On Tue, Oct 13, 2020 at 10:25:48PM +0200, Dietmar Eggemann wrote:
> Hi Yun,
>
> On 12/10/2020 18:31, Yun Hsiang wrote:
> > If the user wants to stop controlling uclamp and let the task inherit
> > the value from the group, we need a method to reset.
> >
> > Add SCHED_FLAG_UTIL_CLAMP_RESET flag to allow the user to reset uclamp via
> > sched_setattr syscall.
>
> before we decide on how to implement the 'uclamp user_defined reset'
> feature, could we come back to your use case in
> https://lkml.kernel.org/r/20201002053812.GA176142@ubuntu ?
>
> Lets just consider uclamp min for now. We have:
>
> (1) system-wide:
>
> # cat /proc/sys/kernel/sched_util_clamp_min
>
> 1024
>
> (2) tg (hierarchy) with top-app's cpu.uclamp.min to ~200 (20% of 1024):
>
> # cat /sys/fs/cgroup/cpu/top-app/cpu.uclamp.min
> 20
>
> (3) and 2 cfs tasks A and B in top-app:
>
> # cat /sys/fs/cgroup/cpu/top-app/tasks
>
> pid_A
> pid_B
>
> Then you set A and B's uclamp min to 100. A and B are now user_defined.

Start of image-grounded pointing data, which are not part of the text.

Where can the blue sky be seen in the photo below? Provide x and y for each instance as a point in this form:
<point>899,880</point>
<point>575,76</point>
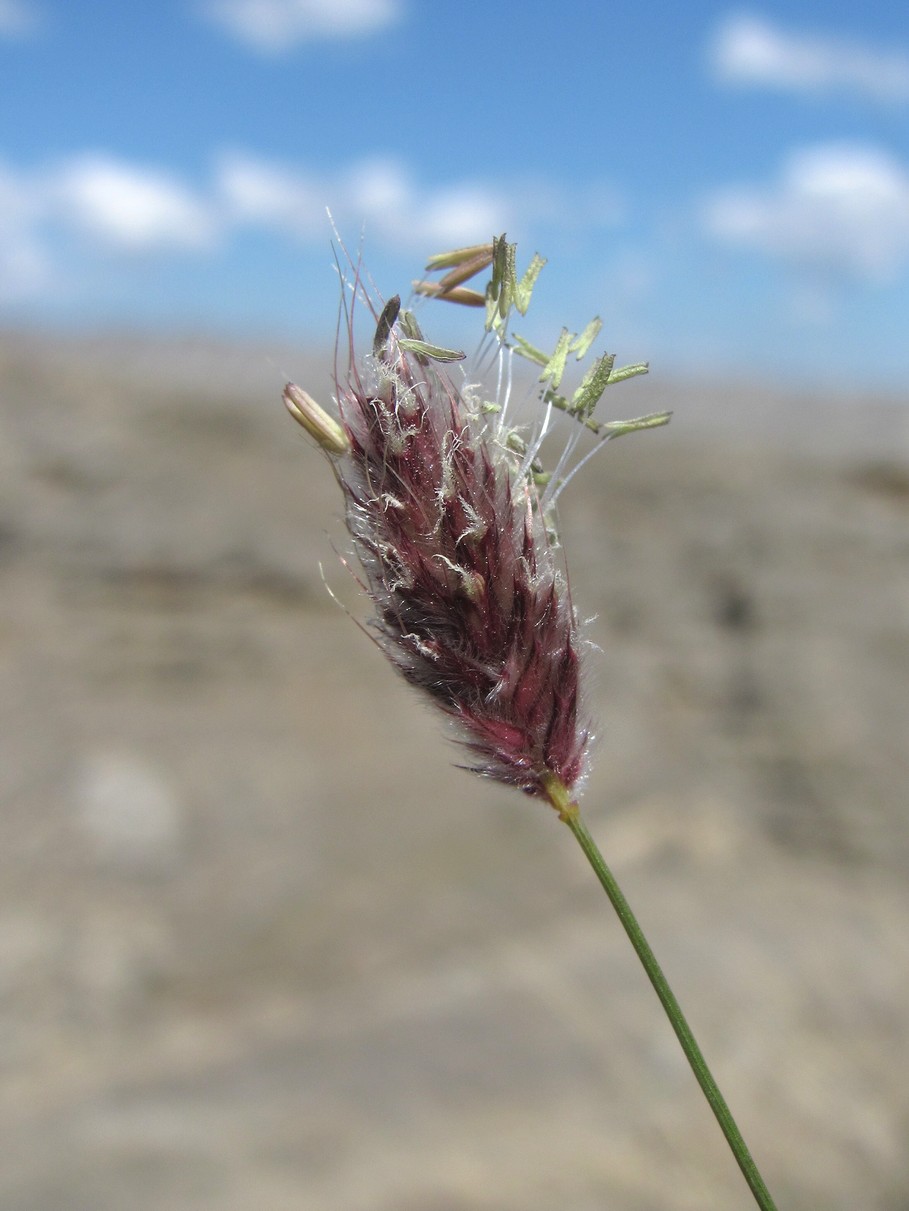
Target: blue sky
<point>728,187</point>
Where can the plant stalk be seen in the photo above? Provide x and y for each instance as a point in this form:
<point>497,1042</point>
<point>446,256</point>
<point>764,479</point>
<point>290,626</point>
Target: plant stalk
<point>569,814</point>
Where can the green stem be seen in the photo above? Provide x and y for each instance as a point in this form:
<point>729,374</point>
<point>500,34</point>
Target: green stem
<point>570,814</point>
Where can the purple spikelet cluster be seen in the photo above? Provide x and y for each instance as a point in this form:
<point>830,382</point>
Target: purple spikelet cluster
<point>470,603</point>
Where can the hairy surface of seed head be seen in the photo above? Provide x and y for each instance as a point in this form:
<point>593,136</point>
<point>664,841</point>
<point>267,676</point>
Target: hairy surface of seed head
<point>471,606</point>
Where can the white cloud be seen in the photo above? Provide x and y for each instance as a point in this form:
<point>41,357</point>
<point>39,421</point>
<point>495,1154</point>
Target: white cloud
<point>18,18</point>
<point>24,265</point>
<point>127,207</point>
<point>56,219</point>
<point>276,26</point>
<point>748,50</point>
<point>838,208</point>
<point>258,191</point>
<point>52,216</point>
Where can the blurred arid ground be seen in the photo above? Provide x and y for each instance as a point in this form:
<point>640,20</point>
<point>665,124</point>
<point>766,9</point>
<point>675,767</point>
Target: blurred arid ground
<point>263,946</point>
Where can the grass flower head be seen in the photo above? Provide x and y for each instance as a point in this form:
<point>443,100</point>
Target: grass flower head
<point>453,521</point>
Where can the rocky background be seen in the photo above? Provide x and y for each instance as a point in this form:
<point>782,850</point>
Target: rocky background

> A and B's effective uclamp min value is 100.
>
> Since the task uclamp min values (3) are less than (1) and (2), their
> uclamp min value is not affected by (1) or (2).
>
> If A doesn't want to control itself anymore, it can set its uclamp min
> to e.g. 300. Now A's effective uclamp min value is ~200, i.e. controlled
> by (2), the one of B stays 100.

The tg uclamp value may also change. If top-app's cpu.uclamp.min change
to 50 (~500), then task A's effective uclamp min value is 300 not ~500.
We can set task A's uclamp to 1024, it will be restricted by the tg.
But when task A move to root group, it's effective uclamp min value
will be 1024 not 0. If a task is in root group and it doesn't want to
control it's uclamp, the effective uclamp min value of that task should be 0.
So I think reset functionality is needed.

>
> So the policy is:
>
> (a) If the user_defined task wants to control it's uclamp, use task
> uclamp value less than the tg (hierarchy) (and the system-wide)
> value.
>
> (b) If the user_defined task doesn't want to control it's uclamp
> anymore, use a uclamp value greater than or equal the tg (hierarchy)
> (and the system-wide) value.
>
> So where exactly is the use case which would require a 'uclamp
> user_defined reset' functionality?